Hey there!
I’m trying to figure out which career direction would work best for me based on what I’m good at and where I want to go. Would really appreciate some guidance from this community.
My personality traits:
- Love talking to crowds and connecting with different people
- Get bored easily with the same daily routine - need constant change
- Often find myself coaching teammates and taking charge of projects
- Sometimes I think too much before making decisions
- Prefer having a clear roadmap of what’s ahead
- When something catches my interest, I dive really deep into learning about it
Areas I want to get better at:
- Presenting and speaking confidently in front of groups
- Convincing people and closing deals
- Problem-solving and analytical thinking
- Managing teams and inspiring others
What my ideal job would look like:
Something that changes regularly, involves big-picture thinking, and lets me keep growing while actually making a difference. I’m willing to put in the effort as long as I see progress and new challenges.

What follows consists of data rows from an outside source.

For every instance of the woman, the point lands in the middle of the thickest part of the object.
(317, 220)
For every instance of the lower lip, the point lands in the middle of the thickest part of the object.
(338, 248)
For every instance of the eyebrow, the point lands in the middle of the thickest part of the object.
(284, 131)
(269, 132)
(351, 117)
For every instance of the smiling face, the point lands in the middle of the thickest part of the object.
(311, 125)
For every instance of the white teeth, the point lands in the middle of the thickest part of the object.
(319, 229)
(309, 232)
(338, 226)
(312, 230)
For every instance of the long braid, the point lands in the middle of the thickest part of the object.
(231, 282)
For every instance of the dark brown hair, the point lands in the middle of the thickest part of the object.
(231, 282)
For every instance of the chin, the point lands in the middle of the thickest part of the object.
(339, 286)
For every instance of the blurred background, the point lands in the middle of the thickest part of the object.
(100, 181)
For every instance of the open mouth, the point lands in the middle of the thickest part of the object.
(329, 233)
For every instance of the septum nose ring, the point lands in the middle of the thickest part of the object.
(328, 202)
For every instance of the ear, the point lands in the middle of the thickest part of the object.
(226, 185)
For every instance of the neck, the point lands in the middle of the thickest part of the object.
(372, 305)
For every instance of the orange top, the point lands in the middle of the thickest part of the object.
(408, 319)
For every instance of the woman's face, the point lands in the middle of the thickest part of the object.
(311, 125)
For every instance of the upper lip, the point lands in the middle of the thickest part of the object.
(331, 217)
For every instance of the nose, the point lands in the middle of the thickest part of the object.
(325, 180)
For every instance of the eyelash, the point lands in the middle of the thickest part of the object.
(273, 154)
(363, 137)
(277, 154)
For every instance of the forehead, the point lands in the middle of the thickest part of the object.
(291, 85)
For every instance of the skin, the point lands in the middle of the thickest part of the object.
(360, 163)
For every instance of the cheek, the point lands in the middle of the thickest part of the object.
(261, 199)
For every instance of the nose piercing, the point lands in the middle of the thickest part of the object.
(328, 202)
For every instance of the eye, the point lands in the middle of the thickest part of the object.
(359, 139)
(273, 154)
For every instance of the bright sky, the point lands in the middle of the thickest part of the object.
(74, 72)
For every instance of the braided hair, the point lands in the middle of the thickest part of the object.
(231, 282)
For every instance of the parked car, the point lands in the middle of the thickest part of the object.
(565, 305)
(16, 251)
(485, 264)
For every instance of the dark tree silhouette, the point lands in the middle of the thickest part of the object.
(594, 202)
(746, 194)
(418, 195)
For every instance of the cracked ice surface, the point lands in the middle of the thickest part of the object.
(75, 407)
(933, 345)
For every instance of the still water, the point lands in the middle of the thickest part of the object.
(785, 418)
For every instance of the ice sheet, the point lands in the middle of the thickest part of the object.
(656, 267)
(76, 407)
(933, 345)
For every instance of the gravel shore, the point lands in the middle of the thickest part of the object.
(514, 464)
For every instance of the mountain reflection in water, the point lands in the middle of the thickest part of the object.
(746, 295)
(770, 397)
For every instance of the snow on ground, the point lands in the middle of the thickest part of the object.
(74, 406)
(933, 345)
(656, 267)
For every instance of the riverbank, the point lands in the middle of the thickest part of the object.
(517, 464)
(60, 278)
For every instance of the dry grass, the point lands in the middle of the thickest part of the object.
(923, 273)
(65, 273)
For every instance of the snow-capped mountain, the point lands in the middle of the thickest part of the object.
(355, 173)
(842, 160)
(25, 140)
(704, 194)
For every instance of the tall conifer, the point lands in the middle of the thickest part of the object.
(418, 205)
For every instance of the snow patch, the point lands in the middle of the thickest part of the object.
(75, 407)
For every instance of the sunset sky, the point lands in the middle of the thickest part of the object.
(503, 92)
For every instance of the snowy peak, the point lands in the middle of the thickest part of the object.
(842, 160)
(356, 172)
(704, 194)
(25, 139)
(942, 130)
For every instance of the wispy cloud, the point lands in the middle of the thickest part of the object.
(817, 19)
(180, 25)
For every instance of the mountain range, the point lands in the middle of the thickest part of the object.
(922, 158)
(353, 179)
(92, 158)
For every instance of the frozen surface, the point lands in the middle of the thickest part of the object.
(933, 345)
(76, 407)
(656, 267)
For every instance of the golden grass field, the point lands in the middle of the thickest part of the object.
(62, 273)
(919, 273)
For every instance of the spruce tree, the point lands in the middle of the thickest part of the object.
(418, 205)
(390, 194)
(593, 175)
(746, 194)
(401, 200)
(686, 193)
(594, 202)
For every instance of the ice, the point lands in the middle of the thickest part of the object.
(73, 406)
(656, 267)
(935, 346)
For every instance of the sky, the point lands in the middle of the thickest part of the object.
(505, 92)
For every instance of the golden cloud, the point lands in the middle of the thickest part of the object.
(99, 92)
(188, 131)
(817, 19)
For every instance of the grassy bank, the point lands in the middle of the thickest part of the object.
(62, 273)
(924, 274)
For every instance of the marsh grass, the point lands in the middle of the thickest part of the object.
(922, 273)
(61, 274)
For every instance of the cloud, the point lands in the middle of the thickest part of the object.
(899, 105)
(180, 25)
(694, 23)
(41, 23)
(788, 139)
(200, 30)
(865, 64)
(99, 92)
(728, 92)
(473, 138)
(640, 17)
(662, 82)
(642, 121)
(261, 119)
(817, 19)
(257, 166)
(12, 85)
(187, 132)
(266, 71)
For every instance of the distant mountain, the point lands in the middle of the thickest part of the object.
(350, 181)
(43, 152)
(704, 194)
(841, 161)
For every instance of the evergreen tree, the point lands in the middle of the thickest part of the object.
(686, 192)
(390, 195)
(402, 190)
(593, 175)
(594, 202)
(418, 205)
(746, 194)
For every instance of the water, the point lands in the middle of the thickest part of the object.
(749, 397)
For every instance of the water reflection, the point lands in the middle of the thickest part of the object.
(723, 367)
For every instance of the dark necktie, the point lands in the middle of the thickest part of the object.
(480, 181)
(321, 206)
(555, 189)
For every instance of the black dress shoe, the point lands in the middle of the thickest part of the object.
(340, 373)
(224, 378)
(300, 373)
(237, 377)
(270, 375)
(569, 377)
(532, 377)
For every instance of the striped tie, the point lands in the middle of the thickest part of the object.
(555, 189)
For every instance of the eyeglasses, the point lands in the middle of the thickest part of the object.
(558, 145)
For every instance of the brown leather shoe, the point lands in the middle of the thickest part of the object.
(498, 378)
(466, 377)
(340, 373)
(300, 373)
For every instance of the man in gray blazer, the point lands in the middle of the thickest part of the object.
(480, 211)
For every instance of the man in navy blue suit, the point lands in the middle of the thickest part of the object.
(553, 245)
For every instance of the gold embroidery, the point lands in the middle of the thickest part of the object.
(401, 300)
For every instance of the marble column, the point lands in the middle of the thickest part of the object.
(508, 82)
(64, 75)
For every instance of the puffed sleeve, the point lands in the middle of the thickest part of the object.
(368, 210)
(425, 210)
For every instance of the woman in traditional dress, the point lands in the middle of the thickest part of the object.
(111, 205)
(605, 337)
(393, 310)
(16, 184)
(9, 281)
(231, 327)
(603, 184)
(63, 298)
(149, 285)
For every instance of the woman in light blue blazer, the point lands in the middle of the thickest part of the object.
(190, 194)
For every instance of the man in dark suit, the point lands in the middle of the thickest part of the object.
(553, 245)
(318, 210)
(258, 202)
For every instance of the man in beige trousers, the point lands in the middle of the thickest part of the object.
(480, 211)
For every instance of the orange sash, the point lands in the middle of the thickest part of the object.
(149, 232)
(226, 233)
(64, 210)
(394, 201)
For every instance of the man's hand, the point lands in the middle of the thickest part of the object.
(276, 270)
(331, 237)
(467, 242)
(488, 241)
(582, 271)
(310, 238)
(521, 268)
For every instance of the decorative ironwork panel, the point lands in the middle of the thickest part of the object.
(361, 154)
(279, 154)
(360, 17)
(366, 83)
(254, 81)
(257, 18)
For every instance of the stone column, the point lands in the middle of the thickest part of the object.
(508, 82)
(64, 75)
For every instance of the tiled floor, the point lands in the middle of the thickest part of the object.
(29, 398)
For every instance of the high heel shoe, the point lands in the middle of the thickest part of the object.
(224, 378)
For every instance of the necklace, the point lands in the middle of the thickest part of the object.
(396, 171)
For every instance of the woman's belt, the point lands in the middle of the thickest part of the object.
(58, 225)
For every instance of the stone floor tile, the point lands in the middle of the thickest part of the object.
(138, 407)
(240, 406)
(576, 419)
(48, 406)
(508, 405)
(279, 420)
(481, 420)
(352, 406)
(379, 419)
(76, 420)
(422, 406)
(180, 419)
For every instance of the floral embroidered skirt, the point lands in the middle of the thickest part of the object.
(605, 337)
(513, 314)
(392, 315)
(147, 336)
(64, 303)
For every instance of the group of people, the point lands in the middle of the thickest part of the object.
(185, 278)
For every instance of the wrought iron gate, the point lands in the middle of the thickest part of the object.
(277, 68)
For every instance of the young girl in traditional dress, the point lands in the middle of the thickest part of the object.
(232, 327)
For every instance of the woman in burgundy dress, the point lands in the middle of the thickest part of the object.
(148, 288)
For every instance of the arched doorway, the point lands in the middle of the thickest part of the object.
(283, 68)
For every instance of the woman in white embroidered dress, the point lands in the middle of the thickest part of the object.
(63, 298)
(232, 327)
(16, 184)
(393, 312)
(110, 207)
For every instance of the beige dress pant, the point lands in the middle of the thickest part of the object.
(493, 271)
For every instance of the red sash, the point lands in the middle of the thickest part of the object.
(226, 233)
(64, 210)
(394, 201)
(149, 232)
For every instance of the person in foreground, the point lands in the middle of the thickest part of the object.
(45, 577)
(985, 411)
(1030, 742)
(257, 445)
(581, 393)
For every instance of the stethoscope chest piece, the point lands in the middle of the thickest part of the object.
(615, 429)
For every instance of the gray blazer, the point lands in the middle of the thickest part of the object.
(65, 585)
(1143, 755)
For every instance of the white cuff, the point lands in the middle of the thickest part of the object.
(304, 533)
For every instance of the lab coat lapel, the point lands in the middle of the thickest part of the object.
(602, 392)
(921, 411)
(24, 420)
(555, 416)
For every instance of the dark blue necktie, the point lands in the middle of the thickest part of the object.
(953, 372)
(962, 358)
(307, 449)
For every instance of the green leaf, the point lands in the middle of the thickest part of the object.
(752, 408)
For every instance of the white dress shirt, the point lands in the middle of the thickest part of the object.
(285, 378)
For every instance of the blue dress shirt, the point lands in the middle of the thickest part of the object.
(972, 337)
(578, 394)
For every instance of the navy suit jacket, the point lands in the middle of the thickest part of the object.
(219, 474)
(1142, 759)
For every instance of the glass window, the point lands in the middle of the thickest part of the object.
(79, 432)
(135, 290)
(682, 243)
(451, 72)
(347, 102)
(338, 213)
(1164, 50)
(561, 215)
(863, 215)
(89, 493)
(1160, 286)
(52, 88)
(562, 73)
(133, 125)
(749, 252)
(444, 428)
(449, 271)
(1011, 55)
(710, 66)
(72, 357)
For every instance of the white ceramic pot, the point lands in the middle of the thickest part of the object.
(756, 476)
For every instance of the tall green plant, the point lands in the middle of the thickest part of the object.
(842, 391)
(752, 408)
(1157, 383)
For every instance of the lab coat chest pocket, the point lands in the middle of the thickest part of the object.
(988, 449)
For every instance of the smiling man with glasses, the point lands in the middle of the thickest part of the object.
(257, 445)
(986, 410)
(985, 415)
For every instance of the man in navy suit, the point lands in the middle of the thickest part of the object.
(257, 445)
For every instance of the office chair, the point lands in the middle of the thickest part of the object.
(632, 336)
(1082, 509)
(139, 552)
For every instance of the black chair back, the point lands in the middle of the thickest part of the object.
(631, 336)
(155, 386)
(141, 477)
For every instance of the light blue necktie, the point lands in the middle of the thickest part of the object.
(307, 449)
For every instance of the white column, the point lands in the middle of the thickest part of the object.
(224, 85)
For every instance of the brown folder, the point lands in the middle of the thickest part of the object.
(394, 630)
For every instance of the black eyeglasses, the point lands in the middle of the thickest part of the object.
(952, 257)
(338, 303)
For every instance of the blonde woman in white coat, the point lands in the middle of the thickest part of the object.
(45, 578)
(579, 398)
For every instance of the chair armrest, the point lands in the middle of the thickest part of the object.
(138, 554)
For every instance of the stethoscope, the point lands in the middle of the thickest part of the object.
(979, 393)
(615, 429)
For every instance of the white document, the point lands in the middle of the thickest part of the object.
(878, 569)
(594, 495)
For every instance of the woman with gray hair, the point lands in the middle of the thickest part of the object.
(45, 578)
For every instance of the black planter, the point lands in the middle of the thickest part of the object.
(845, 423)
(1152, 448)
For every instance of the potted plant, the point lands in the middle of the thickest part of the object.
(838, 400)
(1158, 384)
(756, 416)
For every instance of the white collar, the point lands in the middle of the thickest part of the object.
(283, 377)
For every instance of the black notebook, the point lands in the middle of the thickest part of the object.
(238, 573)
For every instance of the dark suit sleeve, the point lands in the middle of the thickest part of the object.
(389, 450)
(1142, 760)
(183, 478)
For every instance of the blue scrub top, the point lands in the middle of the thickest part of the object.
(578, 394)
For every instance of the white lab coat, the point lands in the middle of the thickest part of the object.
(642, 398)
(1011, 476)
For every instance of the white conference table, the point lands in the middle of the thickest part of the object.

Career paths I’m thinking about:
- Employee training and development programs
- Building partnerships and strategic client relationships
- Working as a business consultant
- Running seminars and educational workshops
- Helping organizations improve their culture and processes
- Eventually running my own consulting firm
Questions for you:
- What careers match my profile?
- Which industries are growing and will stay strong over the next decade?
- What training or credentials should I pursue to get started?
PS: Still undecided about my undergraduate major too.
Looking forward to hearing from anyone who’s worked in these areas!
you’re overthinking this. classic “jack of all trades” problem - you’re decent at everything but haven’t mastered anything yet.
reality check: consulting’s oversaturated. everyone with a few corporate years thinks they can do it. sales might be your move since you enjoy people and want to learn persuasion. the money’s there if you’re good at it.
skip the expensive MBA for now. find somewhere that’ll pay you to learn these skills. if it doesn’t work out? pivot in 2-3 years like everyone else.
You sound exactly like me five years ago! I bounced between the same ideas and landed in corporate L&D - best move I ever made. Want variety? One week I’m running leadership workshops, the next I’m facilitating culture changes across departments. I started as a project coordinator at a mid-size company. Worked with every team, learned the business, then moved into L&D naturally. Don’t stress about finding the “perfect” path. Your leadership instincts and people skills will create opportunities you can’t even see yet. Sometimes you just need to start somewhere and prove yourself - the rest follows.
Organizational development and change management sound perfect for you. You’re already a natural coach who craves variety - these fields let you help companies restructure, roll out new systems, and fix workplace issues. Healthcare, tech, and renewable energy are booming right now and constantly need consultants to handle rapid changes. I’d suggest getting an MBA focused on organizational behavior or pursuing PROSCI certification in change management. For undergrad, go with business admin, psychology, or communications - they’re solid foundations. Here’s a smart move: start in corporate training at a big company before going independent. You’ll build credibility while sharpening those presentation and persuasion skills you want to develop.
hr business partnering would be perfect for you. companies need people who can connect leadership with employees, especially now with remote work creating new challenges. you’d get variety - mergers, restructuring, conflict resolution - while directly shaping company culture. finance and tech companies are paying big for solid hr partners. start as an hr generalist and work up. grab a shrm cert too.